The Gospel Truth article does not mention whether Williams went to Bible college, as most ministers do, but Bayne claims he told her he did not. A candidate for clergy of a large denomination usually studies at a seminary and is then ordained and assigned to a church. But anyone can open a nondenominational, independent church and register with the state as a nonprofit organization, which does not have to pay taxes. Because the government does not regulate churches, parishioners are responsible for checking out a pastor's credentials and background. Most assume, however, that churches are part of a larger network or fall under a bishop's purview, according to Dwight Hopkins, professor of theology at the University of Chicago. "There should be some accountability," he says.

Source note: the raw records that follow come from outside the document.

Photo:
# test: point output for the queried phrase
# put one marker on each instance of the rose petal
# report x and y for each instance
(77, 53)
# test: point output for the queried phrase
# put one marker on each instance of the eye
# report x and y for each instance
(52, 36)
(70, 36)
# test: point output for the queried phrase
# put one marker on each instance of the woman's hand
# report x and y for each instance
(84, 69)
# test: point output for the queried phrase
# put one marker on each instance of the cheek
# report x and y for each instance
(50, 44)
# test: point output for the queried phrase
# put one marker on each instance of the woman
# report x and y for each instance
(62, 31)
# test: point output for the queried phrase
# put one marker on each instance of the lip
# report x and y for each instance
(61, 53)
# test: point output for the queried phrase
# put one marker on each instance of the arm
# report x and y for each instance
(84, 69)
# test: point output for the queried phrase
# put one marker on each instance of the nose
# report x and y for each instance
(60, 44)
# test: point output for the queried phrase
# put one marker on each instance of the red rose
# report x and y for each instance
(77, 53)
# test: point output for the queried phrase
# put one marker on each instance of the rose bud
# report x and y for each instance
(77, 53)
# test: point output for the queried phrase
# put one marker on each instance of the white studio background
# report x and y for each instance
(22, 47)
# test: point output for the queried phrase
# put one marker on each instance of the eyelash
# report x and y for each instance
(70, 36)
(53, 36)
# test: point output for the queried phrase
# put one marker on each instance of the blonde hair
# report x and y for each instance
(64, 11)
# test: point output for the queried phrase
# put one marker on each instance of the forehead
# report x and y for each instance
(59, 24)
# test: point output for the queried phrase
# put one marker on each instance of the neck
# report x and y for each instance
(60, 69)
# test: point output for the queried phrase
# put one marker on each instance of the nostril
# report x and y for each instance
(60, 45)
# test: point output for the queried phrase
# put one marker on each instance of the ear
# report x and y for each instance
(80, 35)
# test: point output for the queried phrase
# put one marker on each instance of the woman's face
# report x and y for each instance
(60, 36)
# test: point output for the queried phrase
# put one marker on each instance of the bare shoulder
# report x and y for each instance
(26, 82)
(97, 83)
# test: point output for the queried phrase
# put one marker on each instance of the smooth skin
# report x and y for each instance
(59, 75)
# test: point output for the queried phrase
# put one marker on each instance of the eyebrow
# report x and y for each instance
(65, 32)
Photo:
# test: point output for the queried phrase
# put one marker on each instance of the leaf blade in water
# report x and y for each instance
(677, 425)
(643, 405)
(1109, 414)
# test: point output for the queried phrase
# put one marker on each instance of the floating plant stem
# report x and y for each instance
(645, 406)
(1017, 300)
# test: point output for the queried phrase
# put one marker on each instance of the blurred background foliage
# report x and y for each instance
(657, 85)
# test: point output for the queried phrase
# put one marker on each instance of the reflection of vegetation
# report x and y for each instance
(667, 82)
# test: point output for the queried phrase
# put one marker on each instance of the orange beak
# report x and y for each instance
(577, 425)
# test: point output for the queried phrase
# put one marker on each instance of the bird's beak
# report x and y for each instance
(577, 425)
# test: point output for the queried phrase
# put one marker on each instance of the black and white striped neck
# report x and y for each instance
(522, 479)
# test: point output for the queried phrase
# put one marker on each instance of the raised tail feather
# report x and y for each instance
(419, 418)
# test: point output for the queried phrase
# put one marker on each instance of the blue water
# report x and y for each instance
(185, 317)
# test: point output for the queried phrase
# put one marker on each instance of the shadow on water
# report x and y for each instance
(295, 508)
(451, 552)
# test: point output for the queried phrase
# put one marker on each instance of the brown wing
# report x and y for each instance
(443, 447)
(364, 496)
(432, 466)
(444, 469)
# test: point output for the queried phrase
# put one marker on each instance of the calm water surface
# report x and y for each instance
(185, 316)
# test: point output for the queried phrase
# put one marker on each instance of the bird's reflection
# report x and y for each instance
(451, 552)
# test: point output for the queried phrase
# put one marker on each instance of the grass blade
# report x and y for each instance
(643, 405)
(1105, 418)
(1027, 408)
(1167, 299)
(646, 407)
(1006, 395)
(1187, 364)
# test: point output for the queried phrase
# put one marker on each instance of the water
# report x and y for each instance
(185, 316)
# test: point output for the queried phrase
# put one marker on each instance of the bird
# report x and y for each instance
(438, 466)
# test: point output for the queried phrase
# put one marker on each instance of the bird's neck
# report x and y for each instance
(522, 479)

Standing five and a half feet tall, Williams is an attractive man with coffee-color skin, dark brown eyes, and a goatee. He dresses suavely for church, wearing tailored suits, high-collared shirts, rings, and bracelets. He travels around the world, offering his services as a visiting minister, and runs another Grace Christian World Church in London, England, according to Bayne and some of his former parishioners. Williams and his family -- which includes his wife, Shernet, and their three children -- live in a house in the exclusive Inverrary section of Lauderhill.